If you need the full output, run the tests in the main thread.

The framework

Here's the decision framework in one piece:

Use subagents for:

  • Research and exploration — you need a fact, not a tour of how it was found
  • Code reviews — fresh context produces better feedback, and the system prompt can encode project standards
  • Tasks that need a custom system prompt — copywriting, styling, anything where Claude Code's default voice gets in the way

Avoid subagents for:

  • Expert personas that don't add real capability
  • Multi-step pipelines where each step depends on the last
  • Running tests where you need full output for debugging

All six cases reduce to the same question: does the intermediate work matter? For research, reviews, and custom-prompt tasks, no — the intermediate work is exactly the noise you're trying to get rid of. For expert personas there is no meaningful intermediate work; for pipelines and test runs, the intermediate work is the whole point.

A reflection

Before moving on, take a minute and think about your recent Claude Code sessions.

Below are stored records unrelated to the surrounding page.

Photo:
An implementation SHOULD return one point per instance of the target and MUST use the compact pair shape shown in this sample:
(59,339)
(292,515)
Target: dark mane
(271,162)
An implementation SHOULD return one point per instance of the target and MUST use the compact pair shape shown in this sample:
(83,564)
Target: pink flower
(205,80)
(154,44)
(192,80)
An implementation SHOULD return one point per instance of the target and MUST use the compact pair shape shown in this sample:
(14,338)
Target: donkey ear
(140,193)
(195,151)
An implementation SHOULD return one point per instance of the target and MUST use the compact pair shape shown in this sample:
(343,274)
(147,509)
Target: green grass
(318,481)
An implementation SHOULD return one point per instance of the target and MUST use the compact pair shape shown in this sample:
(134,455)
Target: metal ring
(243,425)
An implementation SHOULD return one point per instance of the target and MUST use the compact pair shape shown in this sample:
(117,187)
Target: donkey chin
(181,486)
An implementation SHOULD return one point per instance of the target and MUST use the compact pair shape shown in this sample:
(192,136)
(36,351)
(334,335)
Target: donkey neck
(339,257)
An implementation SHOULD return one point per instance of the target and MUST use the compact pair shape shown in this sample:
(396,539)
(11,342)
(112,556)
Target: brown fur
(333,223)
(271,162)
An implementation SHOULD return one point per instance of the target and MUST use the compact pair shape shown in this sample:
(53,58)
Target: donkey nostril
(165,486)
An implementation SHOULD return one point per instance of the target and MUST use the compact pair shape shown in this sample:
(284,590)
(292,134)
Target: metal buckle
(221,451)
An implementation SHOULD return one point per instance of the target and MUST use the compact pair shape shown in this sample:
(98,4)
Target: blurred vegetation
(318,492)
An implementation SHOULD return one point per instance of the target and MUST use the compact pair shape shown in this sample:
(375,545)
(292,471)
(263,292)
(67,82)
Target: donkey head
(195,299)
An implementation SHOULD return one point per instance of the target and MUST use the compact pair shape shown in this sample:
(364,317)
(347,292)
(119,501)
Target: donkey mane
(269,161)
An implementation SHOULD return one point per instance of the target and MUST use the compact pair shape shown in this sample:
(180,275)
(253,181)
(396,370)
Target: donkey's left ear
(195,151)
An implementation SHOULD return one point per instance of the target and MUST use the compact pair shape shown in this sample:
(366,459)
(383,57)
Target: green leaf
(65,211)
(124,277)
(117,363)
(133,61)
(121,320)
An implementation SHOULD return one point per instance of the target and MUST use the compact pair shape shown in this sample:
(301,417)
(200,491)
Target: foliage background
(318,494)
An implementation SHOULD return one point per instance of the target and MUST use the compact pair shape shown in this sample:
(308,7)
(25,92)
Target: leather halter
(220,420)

  • Pick one task where you would have benefited from a subagent — one where you cluttered your main context with exploratory work to get a simple answer. What was the question? What would the subagent have returned?
  • Pick one task where you used a subagent (or considered one) and it was the wrong call — maybe a pipeline, maybe a test runner, maybe an expert persona. What would have worked better?

Apply the decision rule to each. Did the intermediate work matter? The answer should tell you immediately whether subagents were the right tool.

Closing the loop

Across this course we've covered the full arc of subagents in Claude Code: what they are (isolated threads that return summaries to the main context), how to create them (the /agents command and the config file anatomy), how to design them effectively (specific descriptions, structured output, obstacle reporting, limited tool access), and now when to use them.

The underlying idea in all of it is the same. Subagents are a context management tool. They exist to keep your main thread clean when the intermediate work doesn't matter, and to give specific tasks a custom-shaped environment to run in. Use them where that's true. Leave the work in the main thread where it isn't.

Key Takeaways

  • 1The decision rule for subagents is a single question — does the intermediate work matter to your main thread? If no, delegate; if yes, keep it in the main thread.
  • 2Research, code reviews, and tasks needing custom system prompts are the three patterns where subagents reliably earn their overhead — each benefits from context isolation or a differently-shaped prompt.
  • 3Expert-persona subagents add no real capability because Claude already has the knowledge — the overhead of delegation isn't justified.
  • 4Sequential pipelines fail whenever later steps depend on discoveries from earlier ones, because information gets lost in the handoff between subagent contexts.
  • 5Test runner subagents hide the diagnostic output you need when tests fail — the summary compression costs you the signal you were trying to get.